Highly sensitive sunset yellow-based optical and dielectric biosensing of SARS-CoV-2 nucleocapsid protein in saliva

Abstract

Optical and dielectric immunosensors for the nucleocapsid (N) protein of severe acute respiratory syndrome coronavirus 2 (SARS-CoV-2) were developed using the nematic phase of a lyotropic chromonic liquid crystal (LCLC), sunset yellow (SSY), as the sensing medium. The biosensing platform was constructed as a liquid crystal (LC) cell with a cell gap of 15 μm coated with a homeotropic alignment reagent so that nematic SSY, a 28 wt% aqueous solution of SSY sandwiched between the parallel glass slides of a LC cell, was aligned homeotropically. In the presence of a controlled amount of immobilized anti-N protein antibody, nematic SSY remained homeotropically aligned, yielding a dark optical texture under a polarizing optical microscope with crossed polarizers.
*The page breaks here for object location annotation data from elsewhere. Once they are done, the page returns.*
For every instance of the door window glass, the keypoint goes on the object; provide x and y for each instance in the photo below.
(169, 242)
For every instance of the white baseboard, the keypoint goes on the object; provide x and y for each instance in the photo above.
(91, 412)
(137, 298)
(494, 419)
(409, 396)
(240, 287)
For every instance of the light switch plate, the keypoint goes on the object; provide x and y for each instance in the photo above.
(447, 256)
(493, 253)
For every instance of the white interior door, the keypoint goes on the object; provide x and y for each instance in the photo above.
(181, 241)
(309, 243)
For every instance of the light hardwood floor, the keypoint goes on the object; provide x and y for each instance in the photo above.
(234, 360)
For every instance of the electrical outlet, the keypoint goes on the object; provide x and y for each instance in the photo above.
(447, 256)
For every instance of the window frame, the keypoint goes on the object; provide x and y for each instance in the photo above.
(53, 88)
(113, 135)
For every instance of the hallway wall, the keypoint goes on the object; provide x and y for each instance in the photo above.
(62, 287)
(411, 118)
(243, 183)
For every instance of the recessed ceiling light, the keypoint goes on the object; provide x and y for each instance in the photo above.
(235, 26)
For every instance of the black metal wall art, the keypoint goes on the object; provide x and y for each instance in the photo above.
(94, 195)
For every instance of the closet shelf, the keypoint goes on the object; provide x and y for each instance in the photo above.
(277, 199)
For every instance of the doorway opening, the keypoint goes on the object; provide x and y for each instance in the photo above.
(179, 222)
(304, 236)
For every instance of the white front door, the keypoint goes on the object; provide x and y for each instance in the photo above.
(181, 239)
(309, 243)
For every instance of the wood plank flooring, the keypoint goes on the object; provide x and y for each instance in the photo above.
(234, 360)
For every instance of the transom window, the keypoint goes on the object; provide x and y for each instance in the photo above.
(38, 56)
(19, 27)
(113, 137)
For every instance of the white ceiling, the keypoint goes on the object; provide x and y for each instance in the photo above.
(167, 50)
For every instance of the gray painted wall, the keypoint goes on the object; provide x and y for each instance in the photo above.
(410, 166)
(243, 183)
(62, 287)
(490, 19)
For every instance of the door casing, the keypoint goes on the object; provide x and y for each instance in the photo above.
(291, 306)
In the presence of the analyte, the formation of N protein immunocomplexes disrupted the ordered orientation of nematic SSY, leading to light leakage and a change in both the real and imaginary parts of the dielectric constant, which correlated with N protein concentration, with the limit of detection (LOD) comparable or superior to most electrochemical and label-based SARS-CoV-2 N protein biosensors. Moreover, the hydrophilic nature of LCLC enabled N protein to be solubilized in nematic SSY so that kinetic analysis of specific binding between the antigen and antibody can be performed, which is unachievable with conventional thermotropic liquid crystal-based biosensors. Finally, as SARS-CoV-2 N protein can be detected noninvasively in human saliva, the clinical potential of the nematic SSY-based immunoassay was demonstrated using artificial saliva spiked with N protein.